Nouveau chapitre judiciaire autour du projet d'autoroute Toulouse-Castres. Les opposants, déboutés par le tribunal administratif de Toulouse au début du mois d'août, viennent de saisir le Conseil d'État avec l'espoir de suspendre les travaux. Dans le même temps, ils viennent de dévoiler un projet alternatif qui reposerait sur un aménagement de la RN 126 actuelle, et surtout une « Véloroute Nationale ». Un scénario façonné par un urbaniste et paysagiste local. Les détails.
Plus de 5.000 personnes ont manifesté contre le projet, sur son tracé, au cours du mois d'avril dernier à Saix (Tarn).
Plus de 5.000 personnes ont manifesté contre le projet, sur son tracé, au cours du mois d'avril dernier à Saix (Tarn). (Crédits : Rémi Benoit)

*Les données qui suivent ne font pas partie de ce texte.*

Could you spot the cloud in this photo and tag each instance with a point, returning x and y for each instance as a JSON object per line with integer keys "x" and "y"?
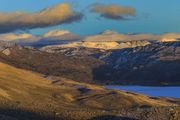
{"x": 113, "y": 11}
{"x": 59, "y": 14}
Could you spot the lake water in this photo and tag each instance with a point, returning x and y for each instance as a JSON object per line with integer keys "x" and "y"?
{"x": 151, "y": 91}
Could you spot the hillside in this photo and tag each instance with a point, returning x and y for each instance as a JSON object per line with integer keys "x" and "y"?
{"x": 22, "y": 91}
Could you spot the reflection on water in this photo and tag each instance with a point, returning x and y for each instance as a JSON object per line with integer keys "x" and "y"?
{"x": 152, "y": 91}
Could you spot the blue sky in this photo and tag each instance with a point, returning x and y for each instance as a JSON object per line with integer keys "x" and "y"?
{"x": 153, "y": 16}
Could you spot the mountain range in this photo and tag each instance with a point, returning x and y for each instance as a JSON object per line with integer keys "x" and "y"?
{"x": 60, "y": 75}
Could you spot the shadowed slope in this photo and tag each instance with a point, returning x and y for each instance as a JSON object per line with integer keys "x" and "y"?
{"x": 63, "y": 98}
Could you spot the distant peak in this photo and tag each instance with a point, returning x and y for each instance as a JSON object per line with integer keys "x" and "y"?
{"x": 56, "y": 33}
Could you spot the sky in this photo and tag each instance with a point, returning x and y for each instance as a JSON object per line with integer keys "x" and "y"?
{"x": 152, "y": 16}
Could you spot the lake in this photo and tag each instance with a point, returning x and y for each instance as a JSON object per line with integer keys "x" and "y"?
{"x": 151, "y": 91}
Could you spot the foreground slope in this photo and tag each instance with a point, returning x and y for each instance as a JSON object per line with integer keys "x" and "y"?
{"x": 28, "y": 95}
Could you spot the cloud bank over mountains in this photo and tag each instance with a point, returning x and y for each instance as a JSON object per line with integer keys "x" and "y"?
{"x": 113, "y": 11}
{"x": 55, "y": 15}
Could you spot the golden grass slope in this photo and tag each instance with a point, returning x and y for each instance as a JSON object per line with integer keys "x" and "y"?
{"x": 31, "y": 91}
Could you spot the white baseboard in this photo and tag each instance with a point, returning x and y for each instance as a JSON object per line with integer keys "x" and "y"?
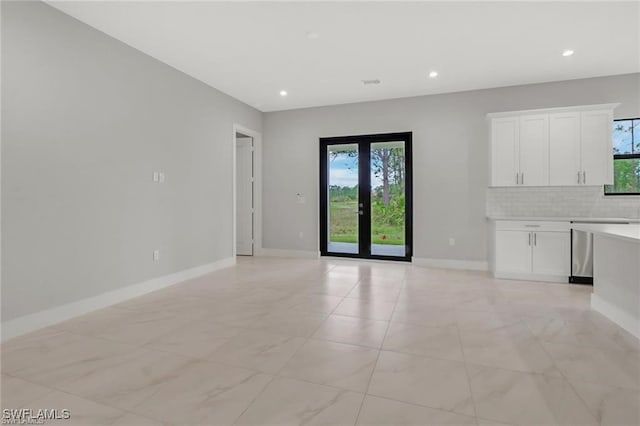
{"x": 470, "y": 265}
{"x": 38, "y": 320}
{"x": 615, "y": 314}
{"x": 304, "y": 254}
{"x": 532, "y": 277}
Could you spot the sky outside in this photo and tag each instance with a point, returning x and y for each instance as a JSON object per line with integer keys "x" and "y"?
{"x": 343, "y": 171}
{"x": 622, "y": 136}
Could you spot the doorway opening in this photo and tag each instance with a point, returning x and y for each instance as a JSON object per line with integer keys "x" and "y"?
{"x": 244, "y": 194}
{"x": 366, "y": 198}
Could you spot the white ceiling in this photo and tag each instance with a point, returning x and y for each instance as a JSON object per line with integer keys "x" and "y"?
{"x": 252, "y": 50}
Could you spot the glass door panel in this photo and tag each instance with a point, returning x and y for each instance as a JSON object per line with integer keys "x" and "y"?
{"x": 343, "y": 196}
{"x": 365, "y": 196}
{"x": 388, "y": 214}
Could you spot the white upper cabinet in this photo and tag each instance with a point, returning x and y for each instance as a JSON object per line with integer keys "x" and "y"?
{"x": 534, "y": 150}
{"x": 558, "y": 146}
{"x": 596, "y": 133}
{"x": 504, "y": 155}
{"x": 564, "y": 148}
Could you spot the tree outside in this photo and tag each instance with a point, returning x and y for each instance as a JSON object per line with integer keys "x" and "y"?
{"x": 626, "y": 171}
{"x": 387, "y": 196}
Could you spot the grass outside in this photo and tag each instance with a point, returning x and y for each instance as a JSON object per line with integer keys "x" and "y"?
{"x": 344, "y": 225}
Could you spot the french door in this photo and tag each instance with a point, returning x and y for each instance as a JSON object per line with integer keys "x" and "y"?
{"x": 366, "y": 196}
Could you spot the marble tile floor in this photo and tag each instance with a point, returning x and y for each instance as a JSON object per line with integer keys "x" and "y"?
{"x": 275, "y": 341}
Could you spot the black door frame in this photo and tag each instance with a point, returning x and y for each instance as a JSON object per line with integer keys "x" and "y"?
{"x": 364, "y": 193}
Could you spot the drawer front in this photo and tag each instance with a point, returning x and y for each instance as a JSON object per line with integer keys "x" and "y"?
{"x": 532, "y": 226}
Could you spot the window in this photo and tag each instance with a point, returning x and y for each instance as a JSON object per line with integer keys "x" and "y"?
{"x": 626, "y": 158}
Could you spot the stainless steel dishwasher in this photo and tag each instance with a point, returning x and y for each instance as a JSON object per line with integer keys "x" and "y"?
{"x": 582, "y": 252}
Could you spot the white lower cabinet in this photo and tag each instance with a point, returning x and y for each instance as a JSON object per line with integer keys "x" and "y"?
{"x": 533, "y": 250}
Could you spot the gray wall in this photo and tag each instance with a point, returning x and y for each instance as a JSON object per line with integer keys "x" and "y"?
{"x": 450, "y": 157}
{"x": 86, "y": 120}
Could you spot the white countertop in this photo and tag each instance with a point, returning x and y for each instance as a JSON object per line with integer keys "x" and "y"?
{"x": 629, "y": 232}
{"x": 564, "y": 218}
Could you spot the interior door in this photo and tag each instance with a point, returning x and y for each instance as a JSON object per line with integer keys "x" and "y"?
{"x": 244, "y": 196}
{"x": 365, "y": 196}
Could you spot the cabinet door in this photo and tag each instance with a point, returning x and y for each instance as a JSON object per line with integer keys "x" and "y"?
{"x": 596, "y": 149}
{"x": 564, "y": 148}
{"x": 504, "y": 145}
{"x": 551, "y": 253}
{"x": 513, "y": 251}
{"x": 534, "y": 150}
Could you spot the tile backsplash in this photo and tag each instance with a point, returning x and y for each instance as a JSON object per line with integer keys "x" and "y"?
{"x": 563, "y": 201}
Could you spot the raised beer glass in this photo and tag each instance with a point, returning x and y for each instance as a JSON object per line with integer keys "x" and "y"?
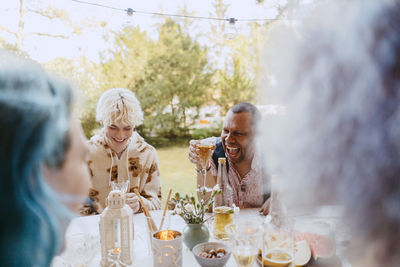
{"x": 206, "y": 146}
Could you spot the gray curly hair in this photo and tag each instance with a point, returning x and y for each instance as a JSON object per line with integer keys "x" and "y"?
{"x": 340, "y": 137}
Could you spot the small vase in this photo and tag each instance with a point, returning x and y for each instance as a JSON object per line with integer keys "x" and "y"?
{"x": 194, "y": 234}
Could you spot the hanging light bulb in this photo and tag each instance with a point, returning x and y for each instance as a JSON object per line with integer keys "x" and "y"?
{"x": 129, "y": 11}
{"x": 231, "y": 30}
{"x": 128, "y": 20}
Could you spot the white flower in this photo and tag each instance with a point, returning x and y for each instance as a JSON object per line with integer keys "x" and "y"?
{"x": 189, "y": 207}
{"x": 216, "y": 188}
{"x": 178, "y": 210}
{"x": 204, "y": 189}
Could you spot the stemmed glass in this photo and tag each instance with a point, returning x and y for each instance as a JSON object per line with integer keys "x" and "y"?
{"x": 245, "y": 239}
{"x": 120, "y": 185}
{"x": 278, "y": 245}
{"x": 206, "y": 146}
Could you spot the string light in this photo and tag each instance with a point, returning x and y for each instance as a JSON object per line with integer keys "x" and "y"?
{"x": 130, "y": 11}
{"x": 231, "y": 29}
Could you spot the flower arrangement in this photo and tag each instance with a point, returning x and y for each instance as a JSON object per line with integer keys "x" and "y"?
{"x": 193, "y": 212}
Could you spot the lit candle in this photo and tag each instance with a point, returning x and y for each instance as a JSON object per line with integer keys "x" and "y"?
{"x": 167, "y": 248}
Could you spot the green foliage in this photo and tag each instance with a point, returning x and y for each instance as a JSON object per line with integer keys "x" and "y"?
{"x": 236, "y": 86}
{"x": 169, "y": 76}
{"x": 202, "y": 133}
{"x": 86, "y": 77}
{"x": 189, "y": 209}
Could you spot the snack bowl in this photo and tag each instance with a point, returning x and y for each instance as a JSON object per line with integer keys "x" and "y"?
{"x": 211, "y": 246}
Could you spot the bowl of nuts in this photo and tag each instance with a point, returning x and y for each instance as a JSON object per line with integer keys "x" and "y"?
{"x": 211, "y": 254}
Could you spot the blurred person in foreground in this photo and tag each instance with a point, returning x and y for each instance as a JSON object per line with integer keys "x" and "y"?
{"x": 340, "y": 138}
{"x": 118, "y": 153}
{"x": 239, "y": 146}
{"x": 43, "y": 170}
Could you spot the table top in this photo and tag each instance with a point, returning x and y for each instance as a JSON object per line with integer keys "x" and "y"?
{"x": 83, "y": 241}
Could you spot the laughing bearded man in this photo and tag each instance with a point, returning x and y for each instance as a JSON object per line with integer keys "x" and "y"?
{"x": 250, "y": 183}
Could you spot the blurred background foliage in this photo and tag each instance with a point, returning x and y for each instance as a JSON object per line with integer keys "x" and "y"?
{"x": 173, "y": 75}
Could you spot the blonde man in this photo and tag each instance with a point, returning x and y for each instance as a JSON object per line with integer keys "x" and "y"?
{"x": 120, "y": 153}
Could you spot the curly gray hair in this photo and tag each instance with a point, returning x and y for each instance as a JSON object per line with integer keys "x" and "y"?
{"x": 340, "y": 138}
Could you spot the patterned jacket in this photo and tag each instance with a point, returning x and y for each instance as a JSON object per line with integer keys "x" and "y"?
{"x": 138, "y": 163}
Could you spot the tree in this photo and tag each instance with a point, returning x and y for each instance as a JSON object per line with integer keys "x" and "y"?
{"x": 235, "y": 86}
{"x": 177, "y": 80}
{"x": 86, "y": 77}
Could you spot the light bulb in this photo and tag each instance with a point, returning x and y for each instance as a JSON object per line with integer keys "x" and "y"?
{"x": 231, "y": 30}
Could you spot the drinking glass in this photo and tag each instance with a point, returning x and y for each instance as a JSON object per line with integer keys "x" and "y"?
{"x": 206, "y": 146}
{"x": 279, "y": 244}
{"x": 245, "y": 239}
{"x": 121, "y": 186}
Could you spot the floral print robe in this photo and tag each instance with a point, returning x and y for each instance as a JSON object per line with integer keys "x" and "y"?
{"x": 138, "y": 163}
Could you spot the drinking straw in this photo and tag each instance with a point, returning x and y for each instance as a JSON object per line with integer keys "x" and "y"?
{"x": 165, "y": 209}
{"x": 150, "y": 222}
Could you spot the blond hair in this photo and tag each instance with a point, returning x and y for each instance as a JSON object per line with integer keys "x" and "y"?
{"x": 119, "y": 104}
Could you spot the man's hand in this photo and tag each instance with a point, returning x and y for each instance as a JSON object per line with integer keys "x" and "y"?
{"x": 194, "y": 153}
{"x": 132, "y": 201}
{"x": 264, "y": 210}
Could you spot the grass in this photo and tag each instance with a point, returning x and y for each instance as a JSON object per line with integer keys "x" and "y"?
{"x": 177, "y": 172}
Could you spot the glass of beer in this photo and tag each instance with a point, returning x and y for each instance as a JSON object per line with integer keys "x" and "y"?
{"x": 245, "y": 238}
{"x": 206, "y": 146}
{"x": 120, "y": 185}
{"x": 222, "y": 217}
{"x": 279, "y": 244}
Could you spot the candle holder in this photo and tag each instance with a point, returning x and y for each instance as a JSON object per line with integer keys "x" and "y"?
{"x": 116, "y": 231}
{"x": 167, "y": 248}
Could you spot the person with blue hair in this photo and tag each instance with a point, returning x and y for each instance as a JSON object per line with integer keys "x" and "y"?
{"x": 43, "y": 168}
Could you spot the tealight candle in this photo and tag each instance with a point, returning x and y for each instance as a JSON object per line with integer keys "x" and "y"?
{"x": 167, "y": 248}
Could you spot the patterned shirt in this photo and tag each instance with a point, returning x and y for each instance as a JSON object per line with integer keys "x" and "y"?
{"x": 247, "y": 191}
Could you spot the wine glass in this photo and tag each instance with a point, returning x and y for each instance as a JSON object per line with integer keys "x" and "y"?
{"x": 206, "y": 146}
{"x": 120, "y": 185}
{"x": 279, "y": 244}
{"x": 245, "y": 239}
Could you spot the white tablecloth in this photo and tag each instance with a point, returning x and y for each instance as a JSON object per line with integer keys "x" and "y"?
{"x": 83, "y": 241}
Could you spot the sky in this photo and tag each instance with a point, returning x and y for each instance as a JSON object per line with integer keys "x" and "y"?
{"x": 91, "y": 41}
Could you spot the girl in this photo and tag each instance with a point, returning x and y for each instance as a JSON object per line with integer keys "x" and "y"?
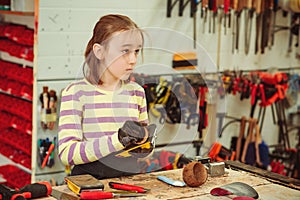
{"x": 94, "y": 109}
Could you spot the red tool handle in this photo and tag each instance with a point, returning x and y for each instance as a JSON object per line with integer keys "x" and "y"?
{"x": 96, "y": 195}
{"x": 51, "y": 148}
{"x": 128, "y": 187}
{"x": 226, "y": 6}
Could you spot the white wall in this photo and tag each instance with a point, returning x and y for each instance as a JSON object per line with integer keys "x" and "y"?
{"x": 65, "y": 27}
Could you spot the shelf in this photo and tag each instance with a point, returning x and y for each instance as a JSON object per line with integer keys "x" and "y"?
{"x": 9, "y": 12}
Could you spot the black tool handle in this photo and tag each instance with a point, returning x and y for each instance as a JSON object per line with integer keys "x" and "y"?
{"x": 37, "y": 190}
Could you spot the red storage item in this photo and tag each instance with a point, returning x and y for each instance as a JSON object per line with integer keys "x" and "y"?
{"x": 14, "y": 176}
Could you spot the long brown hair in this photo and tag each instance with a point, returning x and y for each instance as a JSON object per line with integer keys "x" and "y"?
{"x": 103, "y": 31}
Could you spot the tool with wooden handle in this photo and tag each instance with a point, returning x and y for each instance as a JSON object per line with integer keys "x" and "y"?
{"x": 241, "y": 136}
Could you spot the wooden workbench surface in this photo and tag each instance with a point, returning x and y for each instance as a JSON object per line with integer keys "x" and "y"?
{"x": 160, "y": 190}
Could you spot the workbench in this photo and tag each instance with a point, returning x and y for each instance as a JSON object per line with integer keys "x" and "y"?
{"x": 267, "y": 189}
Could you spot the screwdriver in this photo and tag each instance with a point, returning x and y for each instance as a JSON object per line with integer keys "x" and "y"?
{"x": 105, "y": 195}
{"x": 128, "y": 187}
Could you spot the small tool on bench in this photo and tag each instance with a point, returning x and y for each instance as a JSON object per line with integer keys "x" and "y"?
{"x": 127, "y": 187}
{"x": 106, "y": 195}
{"x": 172, "y": 182}
{"x": 238, "y": 189}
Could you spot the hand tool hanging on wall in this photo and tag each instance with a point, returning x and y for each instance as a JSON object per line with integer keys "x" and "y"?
{"x": 239, "y": 8}
{"x": 215, "y": 14}
{"x": 249, "y": 12}
{"x": 194, "y": 4}
{"x": 258, "y": 5}
{"x": 234, "y": 8}
{"x": 275, "y": 9}
{"x": 170, "y": 6}
{"x": 266, "y": 17}
{"x": 226, "y": 14}
{"x": 211, "y": 13}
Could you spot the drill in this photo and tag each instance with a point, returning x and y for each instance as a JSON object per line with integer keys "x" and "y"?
{"x": 30, "y": 191}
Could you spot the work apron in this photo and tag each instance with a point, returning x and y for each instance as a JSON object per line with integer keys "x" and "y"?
{"x": 108, "y": 167}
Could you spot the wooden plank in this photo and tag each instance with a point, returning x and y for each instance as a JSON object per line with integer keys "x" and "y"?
{"x": 274, "y": 177}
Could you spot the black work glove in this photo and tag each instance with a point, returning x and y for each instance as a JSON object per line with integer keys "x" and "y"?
{"x": 134, "y": 133}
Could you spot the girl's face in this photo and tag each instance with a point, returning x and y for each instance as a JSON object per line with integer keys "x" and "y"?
{"x": 121, "y": 54}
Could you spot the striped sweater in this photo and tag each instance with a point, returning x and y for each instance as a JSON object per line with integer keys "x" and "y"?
{"x": 90, "y": 118}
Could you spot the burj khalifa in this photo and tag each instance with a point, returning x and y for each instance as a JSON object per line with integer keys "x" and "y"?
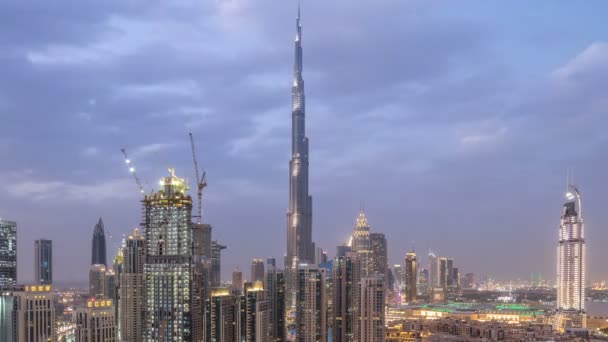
{"x": 299, "y": 216}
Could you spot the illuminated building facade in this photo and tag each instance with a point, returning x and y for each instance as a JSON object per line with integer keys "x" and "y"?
{"x": 372, "y": 309}
{"x": 411, "y": 276}
{"x": 237, "y": 281}
{"x": 43, "y": 261}
{"x": 275, "y": 288}
{"x": 97, "y": 281}
{"x": 31, "y": 312}
{"x": 571, "y": 256}
{"x": 216, "y": 263}
{"x": 255, "y": 313}
{"x": 257, "y": 270}
{"x": 96, "y": 322}
{"x": 379, "y": 253}
{"x": 98, "y": 255}
{"x": 225, "y": 315}
{"x": 168, "y": 266}
{"x": 8, "y": 253}
{"x": 132, "y": 300}
{"x": 343, "y": 299}
{"x": 300, "y": 248}
{"x": 311, "y": 304}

Les opposants au projet d'autoroute A69, entre Toulouse et Castres, n'ont pas dit leur dernier mot. L'association « La Voix Est Libre » a annoncé, dans la matinée du mardi 29 août, avoir saisi le Conseil d'État. Cette décision fait suite à celle du tribunal administratif de Toulouse, le 2 août dernier, de rejeter un recours suspensif mené par les conseillers juridiques de cette association et d'autres. Ces dernières remettent en cause l'intérêt public majeur du projet d'autoroute au regard de ses conséquences économiques et écologiques.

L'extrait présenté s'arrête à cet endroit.